L’organiste Emmanuel Bex se présente spontanément sous le terme d' « enfant de 1968 ». Il revendique la métaphore. Croisé dans le hall de Radio Solidarité (Paris 19e), au sortir d'une émission, début avril, la personnalité liste ses traits : « rebelle, révolté, collectif, bouillant». Ce dernier épithète sans doute parce qu'en concert, Bex ne reste pas planté au balcon comme l'organiste de la paroisse. Il malmènerait plutôt l'instrument, mitraillant le public d’éclairs, le buste au-dessus de l'orgue Hammond B3, comme jadis Jon Lord, le fondateur du groupe de rock Deep Purple. Le corps se tord de tous les côtés. Les yeux, les doigts, la mâchoire suivent. Avec un engagement total, si bien que l’on s’attend, en plein solo, à le voir plonger vers la foule. Habité, selon ses termes, par "l'obsession d'abolir le quatrième mur de la scène : celui qui sépare l'artiste des gens".  Les prestations de l’« enfant de 68 » tournent immanquablement au spectacle total. On le classe dans les rangs des jazzmen reconnaissables instantanément à la posture. Parmi les premières places de la catégorie...La musique de Bex encercle l’auditeur par tous les canaux, ainsi qu’en son temps s'y employa celle de son aîné, Eddy Louiss, dont la présence magnétique mettait en transe.

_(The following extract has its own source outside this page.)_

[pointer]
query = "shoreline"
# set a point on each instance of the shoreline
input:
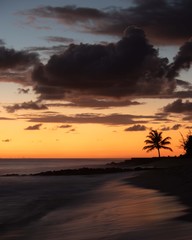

Touché par la stature à dix-huit ans lors d’une prestation à Uzeste d'Eddy Louiss, pape européen de l’orgue jazz, Bex tient depuis un moment le haut du clavier. Mon interlocuteur s'émeut : "Le disque de Stan Getz avec Eddy  ("Dynasty", dont Bex reprend le titre "Our Kind of Sabi" sur le CD "Eddy m'a dit" (Label Pee Wee), m'a retourné". Pas compliqué à comprendre. Écoutez le trio de Getz jouer Dynasty en 1971 au Ronnie's Scott de Londres. Fabuleux, non?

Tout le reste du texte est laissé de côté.